On va à la rencontre de ces quatre peupliers par un champ sans chemin, par la vastitude de la terre. L’herbe dont elle est parsemée est rare et rouge vermillon – antithèse chromatique du vert verdoyant de l’herbe qu’on connaît pousser à la campagne au printemps. Les tiges rouges à peine perceptibles au-devant du tableau sont la vibration presque irréelle du vivant, alors que la terre, posée en couches transparentes de terre d’ombre, terre dans laquelle s’enracinent les peupliers, n’a presque aucune solidité – légère et aérienne, elle donne l’impression d’être d’apeiron. Le ressenti est renversé, au-dessus de la terre volatile plane un ciel épais, chargé, massif, volumineux. La peinture en pâte forme les nuages poussés par le vent, stratifiés, rassemblés, mêlés les uns aux autres, suspendus en bourrelets au-dessus des quatre peupliers, qui pourraient sembler ne faire qu’un, tant ils sont rapprochés – une confrérie de peupliers – quatre silhouettes presque humaines sur cet horizon du ciel gris-violet, comme des pèlerins en route pour chercher l’étincelle du sacré. Au tourment de là-haut, de l’air, s’oppose le calme du bas, de la terre.
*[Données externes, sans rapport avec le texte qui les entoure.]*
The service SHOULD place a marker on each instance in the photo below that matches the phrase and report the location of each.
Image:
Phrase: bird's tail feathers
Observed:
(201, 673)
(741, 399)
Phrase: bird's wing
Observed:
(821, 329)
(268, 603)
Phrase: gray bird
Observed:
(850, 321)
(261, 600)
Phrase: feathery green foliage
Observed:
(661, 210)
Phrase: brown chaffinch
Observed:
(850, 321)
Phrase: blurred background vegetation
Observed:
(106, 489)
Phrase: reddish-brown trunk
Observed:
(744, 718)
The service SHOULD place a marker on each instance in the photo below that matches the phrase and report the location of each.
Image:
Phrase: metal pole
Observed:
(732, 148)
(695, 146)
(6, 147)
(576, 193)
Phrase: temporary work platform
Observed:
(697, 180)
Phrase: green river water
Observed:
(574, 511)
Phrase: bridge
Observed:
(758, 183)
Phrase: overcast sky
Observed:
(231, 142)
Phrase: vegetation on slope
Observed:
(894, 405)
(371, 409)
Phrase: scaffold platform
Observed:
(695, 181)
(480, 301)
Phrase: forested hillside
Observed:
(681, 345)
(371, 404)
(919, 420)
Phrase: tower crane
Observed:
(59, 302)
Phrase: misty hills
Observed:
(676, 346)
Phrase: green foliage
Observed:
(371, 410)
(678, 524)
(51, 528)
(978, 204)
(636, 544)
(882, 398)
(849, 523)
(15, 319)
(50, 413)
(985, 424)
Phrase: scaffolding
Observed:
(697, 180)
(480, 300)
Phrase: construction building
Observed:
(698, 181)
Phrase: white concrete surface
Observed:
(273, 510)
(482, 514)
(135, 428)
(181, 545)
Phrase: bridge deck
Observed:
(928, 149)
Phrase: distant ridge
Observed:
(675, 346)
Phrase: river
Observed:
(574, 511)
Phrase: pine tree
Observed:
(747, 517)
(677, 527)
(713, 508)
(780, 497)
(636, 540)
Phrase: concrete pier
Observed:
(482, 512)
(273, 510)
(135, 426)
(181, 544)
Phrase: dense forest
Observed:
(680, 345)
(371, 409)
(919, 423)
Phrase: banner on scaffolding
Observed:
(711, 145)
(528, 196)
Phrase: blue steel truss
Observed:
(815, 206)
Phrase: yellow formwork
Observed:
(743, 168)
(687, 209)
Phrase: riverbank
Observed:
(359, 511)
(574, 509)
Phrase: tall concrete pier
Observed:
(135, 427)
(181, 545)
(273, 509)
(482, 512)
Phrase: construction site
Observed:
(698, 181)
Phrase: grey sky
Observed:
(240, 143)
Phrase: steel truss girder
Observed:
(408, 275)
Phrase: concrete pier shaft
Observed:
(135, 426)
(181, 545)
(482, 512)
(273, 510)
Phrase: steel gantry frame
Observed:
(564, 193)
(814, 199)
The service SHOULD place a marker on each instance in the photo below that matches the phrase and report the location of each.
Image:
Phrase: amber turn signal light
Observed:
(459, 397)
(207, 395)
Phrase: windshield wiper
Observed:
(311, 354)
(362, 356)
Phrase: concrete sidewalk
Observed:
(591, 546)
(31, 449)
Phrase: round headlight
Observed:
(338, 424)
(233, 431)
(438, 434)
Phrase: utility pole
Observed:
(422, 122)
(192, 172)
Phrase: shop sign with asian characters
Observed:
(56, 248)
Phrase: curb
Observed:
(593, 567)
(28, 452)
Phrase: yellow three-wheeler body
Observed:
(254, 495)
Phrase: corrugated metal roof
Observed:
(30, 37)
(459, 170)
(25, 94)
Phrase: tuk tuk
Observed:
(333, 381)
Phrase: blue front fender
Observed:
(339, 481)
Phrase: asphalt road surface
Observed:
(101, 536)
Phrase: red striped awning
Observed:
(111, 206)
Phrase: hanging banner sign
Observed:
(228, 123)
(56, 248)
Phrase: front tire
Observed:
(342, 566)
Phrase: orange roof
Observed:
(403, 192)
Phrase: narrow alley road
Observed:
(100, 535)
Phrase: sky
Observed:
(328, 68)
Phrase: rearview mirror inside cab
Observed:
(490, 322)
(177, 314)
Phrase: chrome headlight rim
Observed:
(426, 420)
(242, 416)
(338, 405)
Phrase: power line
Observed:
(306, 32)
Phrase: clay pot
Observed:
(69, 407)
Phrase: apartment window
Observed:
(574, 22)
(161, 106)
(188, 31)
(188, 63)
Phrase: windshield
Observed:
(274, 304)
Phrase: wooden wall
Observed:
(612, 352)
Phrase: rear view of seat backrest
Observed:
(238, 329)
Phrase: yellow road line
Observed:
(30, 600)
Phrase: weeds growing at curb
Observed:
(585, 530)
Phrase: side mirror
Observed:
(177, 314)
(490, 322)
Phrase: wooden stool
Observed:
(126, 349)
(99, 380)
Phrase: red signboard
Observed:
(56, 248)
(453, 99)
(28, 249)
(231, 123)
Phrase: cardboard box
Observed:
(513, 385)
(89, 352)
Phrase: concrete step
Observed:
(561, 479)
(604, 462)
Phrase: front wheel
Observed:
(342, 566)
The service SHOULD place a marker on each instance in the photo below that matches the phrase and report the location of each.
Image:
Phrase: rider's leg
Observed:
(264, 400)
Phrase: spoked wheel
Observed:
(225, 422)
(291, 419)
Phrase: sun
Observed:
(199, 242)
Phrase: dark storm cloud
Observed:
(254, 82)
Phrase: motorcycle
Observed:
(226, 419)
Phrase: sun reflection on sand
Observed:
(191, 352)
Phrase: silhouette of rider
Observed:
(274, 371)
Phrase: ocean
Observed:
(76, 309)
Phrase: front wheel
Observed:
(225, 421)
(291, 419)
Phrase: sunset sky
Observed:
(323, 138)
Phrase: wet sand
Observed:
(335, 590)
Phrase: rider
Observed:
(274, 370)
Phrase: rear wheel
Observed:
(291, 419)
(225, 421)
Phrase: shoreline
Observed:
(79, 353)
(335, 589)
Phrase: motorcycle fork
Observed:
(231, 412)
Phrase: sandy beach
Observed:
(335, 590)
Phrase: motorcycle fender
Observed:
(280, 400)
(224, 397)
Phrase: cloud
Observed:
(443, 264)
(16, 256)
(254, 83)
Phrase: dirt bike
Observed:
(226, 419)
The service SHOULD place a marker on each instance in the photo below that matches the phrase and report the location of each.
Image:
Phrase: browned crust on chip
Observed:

Entre les deux éléments, comme paratonnerres, les peupliers conduisent l’énergie, cristallisent la tension, verticales, comme les doigts d’une main tendue vers le ciel – aussi une prière dont les mots se dispersent dans le paysage.

(Alena Meas, mars 2024)

L’œil est d’abord saisi par le ciel qui est la partie lourde du tableau, avec des nuages très stylisés, en grosses touches épaisses, dans un dégradé travaillé de rose, de bleu et de blanc où se distinguent et se confondent l’ombre et la lumière, ciel dense et plein de matière, ciel qui aurait pu donner son titre au tableau. Ce n’est pas dans ce sens, de haut en bas, qu’on regarde un tableau habituellement et on est un peu déconcerté par ce viol du regard qui impose un autre sens, une autre lecture à l’œuvre. Ensuite, et seulement après un long moment de plongée hypnotique dans ces nuages de matière, on regarde, on remarque pourrait-on dire les trois ou quatre petites masses ternes et floues, même pas droites, sorte de soldats affaissés, des demi-molles dont les contours sont hachés, les feuillages de la même couleur brunâtre que les troncs, se détachant dans un ciel bleu gris en lignes horizontales délavées. L’œil se repose dans cette reconnaissance du sujet donné par le titre, cherchant dans sa mémoire des souvenirs de peupliers comme par exemple ceux qui, chez moi, en belles rangées délimitant un parc à bois, sont hauts et majestueux, jaunissant en automne et en hiver dévoilant les boules de gui qui se sont développées sur les branches. Les peupliers du tableau, eux, sont des silhouettes de peupliers, des signes de ce que prévoyait le titre. Voilà pour l’histoire mais si on envisage le tableau comme une musique on va chercher dans le carré du sol ces petites pointes rouges en pattes de fourmis, mises là comme des indications plus que comme un sujet. Vibrations discrètes, énergie pure, pulsations de cœurs qu’on entend à peine et qui, soudain remarqués au milieu d’une herbe terreuse qui pourrait être un vase horizontal –les sols font souvent office de vases dans un paysage avec arbres – donnent à l’ensemble sa mélodie secrète, dans laquelle l’œil peut s’installer ou se balader. 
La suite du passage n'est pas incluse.